Gorse and heather are very frequently to be encountered, and they make very formidable hazards. It is much more difficult for women than for men to play well out of heather, as strength is of the utmost importance in making such a shot. Heather roots are very tough, and they are very likely to turn the face of the club aside. The best plan is to grip the club very firmly, and not to try to do too much. One must usually be content with getting the ball out into better country instead of endeavouring to get a very long shot away. I think the most difficult 'rough ' of the description that I have ever experienced is that to right and left of the course at Ashdown Forest. On a hot day it is perfectly cruel.

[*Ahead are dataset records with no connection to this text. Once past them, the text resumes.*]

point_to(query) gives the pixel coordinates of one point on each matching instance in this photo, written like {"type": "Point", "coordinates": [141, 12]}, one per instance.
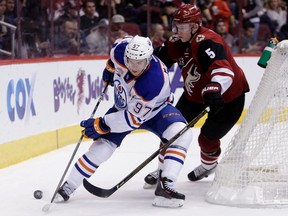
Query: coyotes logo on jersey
{"type": "Point", "coordinates": [192, 76]}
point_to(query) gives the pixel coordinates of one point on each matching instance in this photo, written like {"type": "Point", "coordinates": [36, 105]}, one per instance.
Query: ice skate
{"type": "Point", "coordinates": [166, 195]}
{"type": "Point", "coordinates": [151, 180]}
{"type": "Point", "coordinates": [64, 192]}
{"type": "Point", "coordinates": [200, 172]}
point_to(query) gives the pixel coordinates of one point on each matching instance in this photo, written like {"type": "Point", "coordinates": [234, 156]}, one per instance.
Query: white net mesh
{"type": "Point", "coordinates": [254, 167]}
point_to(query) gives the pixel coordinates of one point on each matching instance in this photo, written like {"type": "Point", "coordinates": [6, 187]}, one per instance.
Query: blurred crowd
{"type": "Point", "coordinates": [52, 28]}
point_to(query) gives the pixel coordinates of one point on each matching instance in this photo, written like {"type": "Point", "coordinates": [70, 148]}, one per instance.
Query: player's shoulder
{"type": "Point", "coordinates": [206, 35]}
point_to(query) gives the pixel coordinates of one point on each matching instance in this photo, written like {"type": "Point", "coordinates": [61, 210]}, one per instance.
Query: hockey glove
{"type": "Point", "coordinates": [94, 128]}
{"type": "Point", "coordinates": [212, 97]}
{"type": "Point", "coordinates": [108, 77]}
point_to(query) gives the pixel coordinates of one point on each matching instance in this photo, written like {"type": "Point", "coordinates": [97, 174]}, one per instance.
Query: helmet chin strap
{"type": "Point", "coordinates": [193, 33]}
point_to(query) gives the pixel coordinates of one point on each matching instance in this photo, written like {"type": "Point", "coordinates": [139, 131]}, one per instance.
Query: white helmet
{"type": "Point", "coordinates": [139, 48]}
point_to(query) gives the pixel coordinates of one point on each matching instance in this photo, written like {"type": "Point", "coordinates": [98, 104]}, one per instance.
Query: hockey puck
{"type": "Point", "coordinates": [38, 194]}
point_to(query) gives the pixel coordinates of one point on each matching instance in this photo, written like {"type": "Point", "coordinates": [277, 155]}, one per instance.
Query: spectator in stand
{"type": "Point", "coordinates": [103, 9]}
{"type": "Point", "coordinates": [157, 35]}
{"type": "Point", "coordinates": [97, 40]}
{"type": "Point", "coordinates": [276, 13]}
{"type": "Point", "coordinates": [116, 28]}
{"type": "Point", "coordinates": [283, 33]}
{"type": "Point", "coordinates": [252, 10]}
{"type": "Point", "coordinates": [220, 10]}
{"type": "Point", "coordinates": [169, 7]}
{"type": "Point", "coordinates": [10, 12]}
{"type": "Point", "coordinates": [89, 20]}
{"type": "Point", "coordinates": [220, 28]}
{"type": "Point", "coordinates": [69, 12]}
{"type": "Point", "coordinates": [67, 42]}
{"type": "Point", "coordinates": [250, 46]}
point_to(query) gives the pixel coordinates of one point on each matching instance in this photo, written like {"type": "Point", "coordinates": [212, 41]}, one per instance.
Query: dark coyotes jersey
{"type": "Point", "coordinates": [204, 57]}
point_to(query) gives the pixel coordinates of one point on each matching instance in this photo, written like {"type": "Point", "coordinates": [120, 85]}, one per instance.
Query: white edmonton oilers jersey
{"type": "Point", "coordinates": [137, 99]}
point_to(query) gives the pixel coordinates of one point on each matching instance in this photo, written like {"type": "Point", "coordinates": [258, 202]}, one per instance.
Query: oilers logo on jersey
{"type": "Point", "coordinates": [120, 95]}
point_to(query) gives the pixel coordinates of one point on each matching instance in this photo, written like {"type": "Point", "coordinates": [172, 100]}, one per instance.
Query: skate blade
{"type": "Point", "coordinates": [167, 203]}
{"type": "Point", "coordinates": [149, 186]}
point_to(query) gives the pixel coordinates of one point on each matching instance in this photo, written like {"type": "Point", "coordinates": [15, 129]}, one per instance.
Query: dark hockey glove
{"type": "Point", "coordinates": [108, 77]}
{"type": "Point", "coordinates": [212, 97]}
{"type": "Point", "coordinates": [94, 128]}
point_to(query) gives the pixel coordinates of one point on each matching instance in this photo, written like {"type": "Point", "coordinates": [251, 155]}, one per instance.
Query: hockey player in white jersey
{"type": "Point", "coordinates": [142, 101]}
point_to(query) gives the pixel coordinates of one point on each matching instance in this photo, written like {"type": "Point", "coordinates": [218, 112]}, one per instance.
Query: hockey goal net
{"type": "Point", "coordinates": [254, 168]}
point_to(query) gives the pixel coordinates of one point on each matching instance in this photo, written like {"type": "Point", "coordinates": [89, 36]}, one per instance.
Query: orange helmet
{"type": "Point", "coordinates": [188, 13]}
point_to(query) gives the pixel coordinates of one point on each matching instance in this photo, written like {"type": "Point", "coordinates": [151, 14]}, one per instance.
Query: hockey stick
{"type": "Point", "coordinates": [104, 193]}
{"type": "Point", "coordinates": [47, 206]}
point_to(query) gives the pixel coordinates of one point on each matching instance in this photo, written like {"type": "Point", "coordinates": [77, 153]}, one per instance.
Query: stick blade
{"type": "Point", "coordinates": [100, 192]}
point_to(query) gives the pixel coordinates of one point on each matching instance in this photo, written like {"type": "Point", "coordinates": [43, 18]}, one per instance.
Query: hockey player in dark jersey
{"type": "Point", "coordinates": [211, 77]}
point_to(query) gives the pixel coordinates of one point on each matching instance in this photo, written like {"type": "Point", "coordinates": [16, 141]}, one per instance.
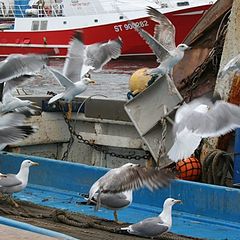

On some links the player is enabled by a local rule to lift out of gorse, but on others the ball must be played or the hole given up. A niblick is the best club to choose in dealing with a gorse bush, and the player must take up a firm stance regardless of the prickles. As in sand, she should put all her available strength into the shot, trying, if the ball won't come away by itself, to clear the gorse bush away also. In fact, she should take example by the police in the late suffragette riots, who, when a suffragette chained herself to a tree and refused to budge, uprooted tree and suffragette together and carried them both in triumph to the lock-up.